I found this as an exercise in the context of capping Van der Waerden numbers:

For a given arithmetic progression $S \subseteq [n] = \{1,...,n\}$ with $|S| = k$ there are at most $nk$ other such progressions $T$ with $S \cap T \neq \emptyset$.

I came really close with this technique: Given $S = \{a_1 + i d_1: 0 \le i \le k-1\}$ we pick an intersecting $T = \{a_2 + i d_2: 0 \le i \le k-1\}$ by first picking $i,j$ (with $k^2$ possibilities) as the indices of their first intersection point $$x := a_1 + i d_1 = a_2 + j d_2$$ Then we pick $d_2$ from which $a_2$ and thus $T$ are fixed, so we want $\frac{n}{k}$ possibilities here.
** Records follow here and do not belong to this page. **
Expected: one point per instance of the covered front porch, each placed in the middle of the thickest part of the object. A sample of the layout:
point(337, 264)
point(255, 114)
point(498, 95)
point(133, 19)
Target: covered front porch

The first and last element of $T$ have to be in $[n]$, so $$x-jd_2 \ge 1$$ $$x+(n-1-k)d_2 \le n$$ from which we get $$1 \le d_2 \le \frac{x-1}{j}$$ $$1 \le d_2 \le \frac{x-n}{n-1-k}$$ At first I forgot the $-1$ in the second inequality, which easily leads to at least one of them yielding $\le \frac{n}{k}$ possibilities for $d_2$. With the $-1$ though I only get really close to $\frac{n}{k}$ but can't get to it...

Answer 1

The number of such progressions does not exceed even $(n-2)k$. It suffices to prove that for each fixed $t\in \{1,\ldots,n\}$ the number of progressions containing $t$ is at most $n-1$ (subtract 1 for our progression $S$ and sum up over $t\in S$).

The number of progressions for which $t$ is the last term does not exceed $(t-1)/(k-1)$. The number of progressions for which $t$ is the first term does not exceed $(n-t)/(k-1)$. For each $j=2,\ldots,k-1$ the number of progressions for which $t$ is the $j$-th largest term does not exceed $(n-1)/(k-1)$, since the difference of progression does not exceed $(n-1)/(k-1)$, and the progression is uniquely determined by the difference and $j$-th term. Totally at most $$\frac{(t-1)+(n-t)+(k-2)(n-1)}{k-1}=n-1$$ progressions.